# French Coffee Press



## BigJim (Sep 2, 2008)

Do any of you make your coffee in a French Coffee Press? How do you make yours. 

I buy the French Roast McDonalds ground coffee because I like it strong. I use 4 heaping spoons of coffee in the press and fill with pretty hot water. Put the top back on and push the plunger down just enough so all the grounds will be under the water. 

I let it stand on my countertop for about 16 hours or so. Makes about three fair size cups of coffee.

Any different ways to make it in the press?


----------



## Windows on Wash (Aug 30, 2011)

If you want strong Jim, try cold brew.

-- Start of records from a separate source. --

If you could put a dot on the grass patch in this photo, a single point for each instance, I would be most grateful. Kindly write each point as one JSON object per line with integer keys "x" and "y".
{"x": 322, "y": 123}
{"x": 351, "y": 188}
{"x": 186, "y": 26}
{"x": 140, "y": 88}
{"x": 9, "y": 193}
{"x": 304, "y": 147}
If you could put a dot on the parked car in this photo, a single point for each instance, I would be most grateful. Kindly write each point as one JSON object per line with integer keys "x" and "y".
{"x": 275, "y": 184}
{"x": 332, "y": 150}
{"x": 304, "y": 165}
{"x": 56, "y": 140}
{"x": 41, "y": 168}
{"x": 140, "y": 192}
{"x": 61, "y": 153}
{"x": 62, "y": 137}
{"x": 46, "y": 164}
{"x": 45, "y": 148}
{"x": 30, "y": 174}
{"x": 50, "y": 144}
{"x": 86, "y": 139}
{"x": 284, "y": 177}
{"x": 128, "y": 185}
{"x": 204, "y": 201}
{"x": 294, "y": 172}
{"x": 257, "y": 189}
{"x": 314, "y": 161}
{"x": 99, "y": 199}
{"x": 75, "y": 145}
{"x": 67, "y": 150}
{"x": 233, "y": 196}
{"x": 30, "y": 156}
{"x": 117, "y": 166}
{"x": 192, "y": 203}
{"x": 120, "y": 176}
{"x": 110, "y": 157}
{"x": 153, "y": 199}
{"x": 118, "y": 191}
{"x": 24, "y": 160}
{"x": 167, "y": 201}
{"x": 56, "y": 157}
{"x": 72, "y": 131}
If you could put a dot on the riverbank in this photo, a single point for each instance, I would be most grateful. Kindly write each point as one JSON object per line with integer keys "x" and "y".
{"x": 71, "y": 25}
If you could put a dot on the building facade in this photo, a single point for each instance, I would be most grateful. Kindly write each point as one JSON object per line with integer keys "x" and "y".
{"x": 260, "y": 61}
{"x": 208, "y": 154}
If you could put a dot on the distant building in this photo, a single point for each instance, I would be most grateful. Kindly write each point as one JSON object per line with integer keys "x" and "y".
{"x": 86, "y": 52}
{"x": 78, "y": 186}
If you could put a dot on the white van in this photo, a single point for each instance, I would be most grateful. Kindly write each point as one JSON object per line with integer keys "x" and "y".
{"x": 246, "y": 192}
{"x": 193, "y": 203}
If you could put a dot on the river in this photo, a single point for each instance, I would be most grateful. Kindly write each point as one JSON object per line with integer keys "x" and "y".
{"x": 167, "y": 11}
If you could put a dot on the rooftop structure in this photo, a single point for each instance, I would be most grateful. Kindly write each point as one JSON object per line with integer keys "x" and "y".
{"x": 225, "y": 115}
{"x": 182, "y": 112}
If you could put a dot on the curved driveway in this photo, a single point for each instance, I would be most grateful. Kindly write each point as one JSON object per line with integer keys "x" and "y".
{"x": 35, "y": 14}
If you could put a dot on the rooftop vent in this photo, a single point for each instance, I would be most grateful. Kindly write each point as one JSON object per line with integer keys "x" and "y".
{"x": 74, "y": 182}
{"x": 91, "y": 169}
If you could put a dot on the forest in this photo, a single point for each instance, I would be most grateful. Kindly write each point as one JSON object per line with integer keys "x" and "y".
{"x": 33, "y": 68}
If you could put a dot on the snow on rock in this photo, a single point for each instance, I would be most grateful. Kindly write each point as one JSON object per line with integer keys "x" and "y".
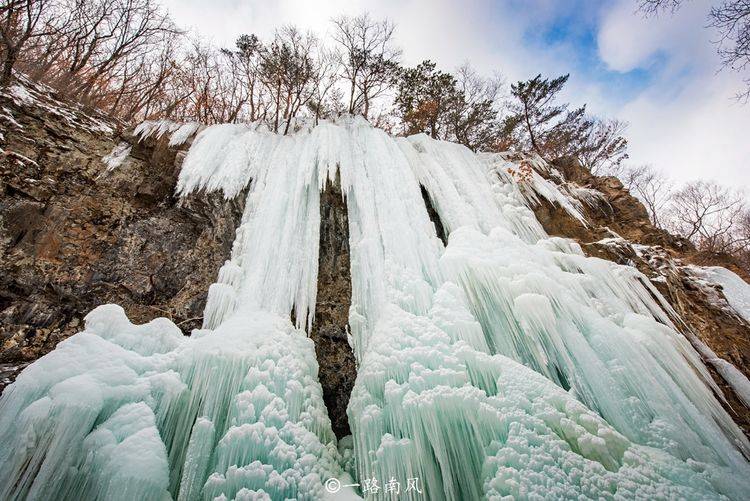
{"x": 736, "y": 290}
{"x": 36, "y": 95}
{"x": 179, "y": 132}
{"x": 117, "y": 156}
{"x": 503, "y": 364}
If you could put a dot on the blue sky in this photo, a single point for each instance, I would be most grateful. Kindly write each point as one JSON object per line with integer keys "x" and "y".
{"x": 658, "y": 74}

You can let it steep for like 36 hours and it will take your head off.


----------



## Two Knots (Nov 12, 2011)

French press is all we use...My guy makes the coffee and if it’s not hot and 
strong I complain? :biggrin2: We fill the pot and put it in the microwave
to heat it up...( our press is glass and has a plastic handle) 
Then remove it and add the coffee, we also add a spoon of black coffee ( expresso) to each pot. 

We let it sit for a few minutes before we plunge it.
We also make expresso in the French press too.


----------



## wooleybooger (Feb 23, 2019)

Only used a French Press once. Put the grounds, boiled water and added then pushed the water slowly through. Just that fast and it worked for me. Personally I prefer French Market coffee and chicory in a drip pot but I have an automatic coffee maker thing, not as good with the French Market.


----------



## BigJim (Sep 2, 2008)

I checked out a video on youtube how this fellow made his. His press was just one cup. I kid you not, he put 4 heaping tablespoons full of dark coffee in that one cup. 

He use 200 degree water and let it bloom with maybe a 1/4 cup of hot water for 30 seconds. He then poured the rest in and waited exactly 3 1/2 minutes then plunged it. That stuff could have been used for ink, I like it strong but for crying out loud that is a little too strong for me.

I wish our press was all glass so we could microwave but it has stainless steel parts on it.


----------



## Old Thomas (Nov 28, 2019)

My daughter goes through a lengthy routine to make coffee. I drink gas station coffee.


----------



## Two Knots (Nov 12, 2011)

Old Thomas said:


> My daughter goes through a lengthy routine to make coffee. I drink gas station coffee.


I expected you to say, “ French Press, Not for Me.” LOL! :vs_laugh:


----------



## Old Thomas (Nov 28, 2019)

Two Knots said:


> I expected you to say, “ French Press, Not for Me.” LOL! :vs_laugh:


That too! The only French thing on my menu is an occasional French fry.


----------



## railroadjaden (Mar 20, 2020)

I use an aeropress for my coffee, it extracts extra flavor from the coffee and acidity is lower.


----------



## BigJim (Sep 2, 2008)

I haven't seen or heard of one of those, but isn't that basically the same thing as the French press, just a little different?


----------



## wooleybooger (Feb 23, 2019)

BigJim said:


> I haven't seen or heard of one of those, but isn't that basically the same thing as the French press, just a little different?


Yes, same thing but maybe glorified a little.


----------